Much of that vision focused on support systems. Although Rutgers has channels through which students can communicate financial concerns, Marchitello makes it a practice to be accessible and listen to students directly. As a result, he is no stranger to stories of hardship in which tuition, rent, textbooks, and even high-speed internet are beyond reach. “It’s a kind of gut punch,” says Marchitello, “when you confront that inequality of resources.”

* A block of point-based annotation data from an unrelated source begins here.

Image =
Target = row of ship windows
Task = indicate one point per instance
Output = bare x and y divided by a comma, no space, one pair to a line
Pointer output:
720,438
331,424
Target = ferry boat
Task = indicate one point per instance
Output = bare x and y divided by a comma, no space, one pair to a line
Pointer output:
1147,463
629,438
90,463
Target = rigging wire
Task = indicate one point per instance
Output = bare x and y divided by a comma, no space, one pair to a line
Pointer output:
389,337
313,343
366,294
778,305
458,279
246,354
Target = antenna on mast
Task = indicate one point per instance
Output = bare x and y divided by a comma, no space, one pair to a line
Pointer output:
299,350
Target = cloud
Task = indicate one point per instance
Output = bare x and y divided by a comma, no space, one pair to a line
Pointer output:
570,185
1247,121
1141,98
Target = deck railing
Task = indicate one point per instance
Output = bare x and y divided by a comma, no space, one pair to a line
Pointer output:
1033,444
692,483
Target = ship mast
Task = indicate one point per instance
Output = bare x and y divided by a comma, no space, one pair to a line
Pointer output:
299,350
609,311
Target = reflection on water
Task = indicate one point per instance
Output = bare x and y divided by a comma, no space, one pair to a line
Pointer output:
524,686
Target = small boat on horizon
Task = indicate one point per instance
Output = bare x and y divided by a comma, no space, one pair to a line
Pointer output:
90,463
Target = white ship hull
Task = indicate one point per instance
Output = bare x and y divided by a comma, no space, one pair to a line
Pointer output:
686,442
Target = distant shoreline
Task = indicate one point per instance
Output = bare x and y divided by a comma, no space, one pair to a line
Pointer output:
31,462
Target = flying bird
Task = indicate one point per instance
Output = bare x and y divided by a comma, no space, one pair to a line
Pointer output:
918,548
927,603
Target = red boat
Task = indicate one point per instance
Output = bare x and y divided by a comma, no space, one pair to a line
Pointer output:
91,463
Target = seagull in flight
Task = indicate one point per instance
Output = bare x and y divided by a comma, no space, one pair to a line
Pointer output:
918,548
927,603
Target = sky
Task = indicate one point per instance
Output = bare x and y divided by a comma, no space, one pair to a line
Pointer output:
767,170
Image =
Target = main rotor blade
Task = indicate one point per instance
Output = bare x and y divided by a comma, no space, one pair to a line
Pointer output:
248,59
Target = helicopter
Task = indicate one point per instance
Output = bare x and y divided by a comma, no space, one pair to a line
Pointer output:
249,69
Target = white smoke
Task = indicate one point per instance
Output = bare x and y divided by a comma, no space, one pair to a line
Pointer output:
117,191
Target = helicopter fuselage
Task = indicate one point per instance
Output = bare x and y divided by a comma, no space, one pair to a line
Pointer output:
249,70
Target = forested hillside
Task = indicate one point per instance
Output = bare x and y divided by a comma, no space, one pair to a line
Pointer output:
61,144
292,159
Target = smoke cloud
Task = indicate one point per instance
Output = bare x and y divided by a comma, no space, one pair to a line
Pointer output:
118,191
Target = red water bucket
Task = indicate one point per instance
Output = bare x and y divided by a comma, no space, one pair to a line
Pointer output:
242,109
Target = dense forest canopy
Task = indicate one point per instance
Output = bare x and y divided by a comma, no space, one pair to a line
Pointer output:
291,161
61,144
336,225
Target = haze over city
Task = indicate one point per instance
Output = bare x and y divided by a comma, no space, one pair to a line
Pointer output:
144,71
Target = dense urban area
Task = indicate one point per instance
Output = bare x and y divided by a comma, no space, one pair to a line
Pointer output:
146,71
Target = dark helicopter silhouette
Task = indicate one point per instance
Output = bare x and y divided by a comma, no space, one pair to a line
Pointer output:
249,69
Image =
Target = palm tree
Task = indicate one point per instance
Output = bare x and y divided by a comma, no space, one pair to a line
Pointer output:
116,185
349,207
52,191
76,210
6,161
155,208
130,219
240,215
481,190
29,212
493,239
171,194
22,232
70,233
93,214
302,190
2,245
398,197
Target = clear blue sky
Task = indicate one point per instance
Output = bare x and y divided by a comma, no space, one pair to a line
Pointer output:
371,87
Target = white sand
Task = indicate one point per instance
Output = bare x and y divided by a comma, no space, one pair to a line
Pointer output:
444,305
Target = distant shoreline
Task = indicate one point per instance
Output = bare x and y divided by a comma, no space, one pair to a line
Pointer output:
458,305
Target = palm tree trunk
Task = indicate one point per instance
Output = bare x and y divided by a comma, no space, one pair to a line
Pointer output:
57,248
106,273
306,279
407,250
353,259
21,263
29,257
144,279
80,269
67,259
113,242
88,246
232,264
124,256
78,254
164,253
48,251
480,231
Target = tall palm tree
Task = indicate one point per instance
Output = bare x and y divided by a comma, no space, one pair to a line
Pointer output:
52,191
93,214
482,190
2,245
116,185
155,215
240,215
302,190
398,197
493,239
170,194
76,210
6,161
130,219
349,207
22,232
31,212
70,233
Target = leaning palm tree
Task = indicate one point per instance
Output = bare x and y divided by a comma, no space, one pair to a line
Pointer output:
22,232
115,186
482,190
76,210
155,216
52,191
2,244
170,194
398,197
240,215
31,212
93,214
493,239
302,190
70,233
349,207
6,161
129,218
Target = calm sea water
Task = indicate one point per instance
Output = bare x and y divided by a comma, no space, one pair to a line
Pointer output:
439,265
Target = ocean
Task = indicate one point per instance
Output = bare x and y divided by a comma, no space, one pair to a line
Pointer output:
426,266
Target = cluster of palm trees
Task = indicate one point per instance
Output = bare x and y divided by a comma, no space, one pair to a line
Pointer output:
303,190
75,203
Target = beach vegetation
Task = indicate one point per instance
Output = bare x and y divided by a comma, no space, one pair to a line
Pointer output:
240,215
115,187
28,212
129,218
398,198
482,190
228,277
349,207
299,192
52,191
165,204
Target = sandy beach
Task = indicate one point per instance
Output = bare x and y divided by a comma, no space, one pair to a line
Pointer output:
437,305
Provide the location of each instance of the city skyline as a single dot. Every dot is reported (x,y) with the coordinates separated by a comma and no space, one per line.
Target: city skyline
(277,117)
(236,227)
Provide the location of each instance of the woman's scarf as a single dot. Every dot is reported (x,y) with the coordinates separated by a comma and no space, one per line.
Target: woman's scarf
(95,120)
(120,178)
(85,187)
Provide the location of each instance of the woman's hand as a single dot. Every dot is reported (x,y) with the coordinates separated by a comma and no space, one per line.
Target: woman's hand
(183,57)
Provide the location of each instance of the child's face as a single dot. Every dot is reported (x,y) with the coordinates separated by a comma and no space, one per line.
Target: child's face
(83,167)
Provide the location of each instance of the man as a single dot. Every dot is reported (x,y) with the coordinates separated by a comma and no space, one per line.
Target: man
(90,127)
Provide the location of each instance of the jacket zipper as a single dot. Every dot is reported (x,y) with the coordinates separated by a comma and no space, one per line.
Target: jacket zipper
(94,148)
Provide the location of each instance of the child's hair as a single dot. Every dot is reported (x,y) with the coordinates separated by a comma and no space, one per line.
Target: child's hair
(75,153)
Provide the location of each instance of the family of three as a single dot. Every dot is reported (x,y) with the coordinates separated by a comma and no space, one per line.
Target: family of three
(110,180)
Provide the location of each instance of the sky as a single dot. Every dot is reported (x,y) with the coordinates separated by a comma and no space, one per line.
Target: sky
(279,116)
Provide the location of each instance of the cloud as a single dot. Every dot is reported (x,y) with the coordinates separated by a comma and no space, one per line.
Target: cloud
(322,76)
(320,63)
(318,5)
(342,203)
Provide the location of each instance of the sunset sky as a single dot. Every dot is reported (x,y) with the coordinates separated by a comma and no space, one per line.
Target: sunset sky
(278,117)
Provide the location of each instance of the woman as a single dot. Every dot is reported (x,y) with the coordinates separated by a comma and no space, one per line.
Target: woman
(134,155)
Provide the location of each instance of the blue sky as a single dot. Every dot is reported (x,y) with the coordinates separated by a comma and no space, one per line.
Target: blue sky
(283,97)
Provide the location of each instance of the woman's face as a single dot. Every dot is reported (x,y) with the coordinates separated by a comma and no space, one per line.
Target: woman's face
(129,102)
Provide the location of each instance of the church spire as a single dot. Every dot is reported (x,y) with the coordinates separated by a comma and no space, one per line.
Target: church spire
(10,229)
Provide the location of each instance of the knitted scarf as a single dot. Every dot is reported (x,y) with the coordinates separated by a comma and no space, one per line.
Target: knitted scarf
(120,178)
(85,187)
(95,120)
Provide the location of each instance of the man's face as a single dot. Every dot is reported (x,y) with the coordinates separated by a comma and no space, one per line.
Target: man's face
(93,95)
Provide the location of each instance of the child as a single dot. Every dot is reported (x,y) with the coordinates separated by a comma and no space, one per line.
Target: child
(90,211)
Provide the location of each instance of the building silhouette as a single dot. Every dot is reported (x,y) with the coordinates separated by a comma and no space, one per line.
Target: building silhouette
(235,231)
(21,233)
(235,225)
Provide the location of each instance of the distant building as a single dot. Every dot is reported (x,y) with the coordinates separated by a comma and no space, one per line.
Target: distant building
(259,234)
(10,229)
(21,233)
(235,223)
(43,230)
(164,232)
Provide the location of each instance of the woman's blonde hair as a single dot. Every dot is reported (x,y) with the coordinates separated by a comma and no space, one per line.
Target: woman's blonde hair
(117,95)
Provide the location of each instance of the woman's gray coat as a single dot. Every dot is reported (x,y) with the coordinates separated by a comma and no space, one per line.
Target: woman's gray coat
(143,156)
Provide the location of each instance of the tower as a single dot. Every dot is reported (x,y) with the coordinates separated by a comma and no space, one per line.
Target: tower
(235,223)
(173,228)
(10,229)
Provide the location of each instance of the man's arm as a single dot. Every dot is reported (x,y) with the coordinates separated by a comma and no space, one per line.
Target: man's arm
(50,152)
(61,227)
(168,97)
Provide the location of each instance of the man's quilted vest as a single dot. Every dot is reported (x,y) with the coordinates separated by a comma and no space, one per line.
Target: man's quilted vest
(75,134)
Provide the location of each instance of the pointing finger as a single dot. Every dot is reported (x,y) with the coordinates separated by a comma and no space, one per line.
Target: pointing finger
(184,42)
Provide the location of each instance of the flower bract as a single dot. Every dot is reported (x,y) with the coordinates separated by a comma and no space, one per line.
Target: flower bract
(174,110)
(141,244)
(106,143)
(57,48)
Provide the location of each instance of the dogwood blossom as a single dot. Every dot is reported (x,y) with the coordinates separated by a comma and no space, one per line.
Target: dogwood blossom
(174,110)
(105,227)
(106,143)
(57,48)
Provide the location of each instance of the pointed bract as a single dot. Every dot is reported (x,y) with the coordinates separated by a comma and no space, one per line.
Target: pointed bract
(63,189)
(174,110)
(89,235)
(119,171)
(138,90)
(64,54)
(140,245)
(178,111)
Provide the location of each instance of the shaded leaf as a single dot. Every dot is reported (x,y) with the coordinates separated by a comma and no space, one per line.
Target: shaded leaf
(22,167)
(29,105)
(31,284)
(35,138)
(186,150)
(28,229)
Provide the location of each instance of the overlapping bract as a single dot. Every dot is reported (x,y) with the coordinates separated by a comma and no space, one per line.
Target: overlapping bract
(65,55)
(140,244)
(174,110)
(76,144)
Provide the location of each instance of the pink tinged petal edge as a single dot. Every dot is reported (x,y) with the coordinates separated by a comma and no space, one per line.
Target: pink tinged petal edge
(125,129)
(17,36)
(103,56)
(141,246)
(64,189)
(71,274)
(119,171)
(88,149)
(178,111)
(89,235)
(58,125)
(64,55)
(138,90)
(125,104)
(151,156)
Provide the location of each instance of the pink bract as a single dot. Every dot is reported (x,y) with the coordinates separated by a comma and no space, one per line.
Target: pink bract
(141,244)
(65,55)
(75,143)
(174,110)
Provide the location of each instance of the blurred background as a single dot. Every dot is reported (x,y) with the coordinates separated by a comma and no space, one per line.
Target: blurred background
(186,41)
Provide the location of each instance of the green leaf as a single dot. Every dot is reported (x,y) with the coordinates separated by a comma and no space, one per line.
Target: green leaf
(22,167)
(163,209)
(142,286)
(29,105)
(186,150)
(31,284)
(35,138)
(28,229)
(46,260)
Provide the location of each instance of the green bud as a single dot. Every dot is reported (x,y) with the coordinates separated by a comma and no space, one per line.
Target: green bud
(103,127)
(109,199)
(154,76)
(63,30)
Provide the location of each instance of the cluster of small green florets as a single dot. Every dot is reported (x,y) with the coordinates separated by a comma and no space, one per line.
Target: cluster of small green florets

In 2019, Marchitello was appointed dean of the Faculty of Arts and Sciences. More determined than ever to safeguard student pathways to graduation, he established the Dean’s Leadership Council, a brain trust made up of alumni, donors, and other friends of the university. The council’s involvement soon proved invaluable on a wide range of student-related issues. On a pivotal day in July 2020, Marchitello called upon it again.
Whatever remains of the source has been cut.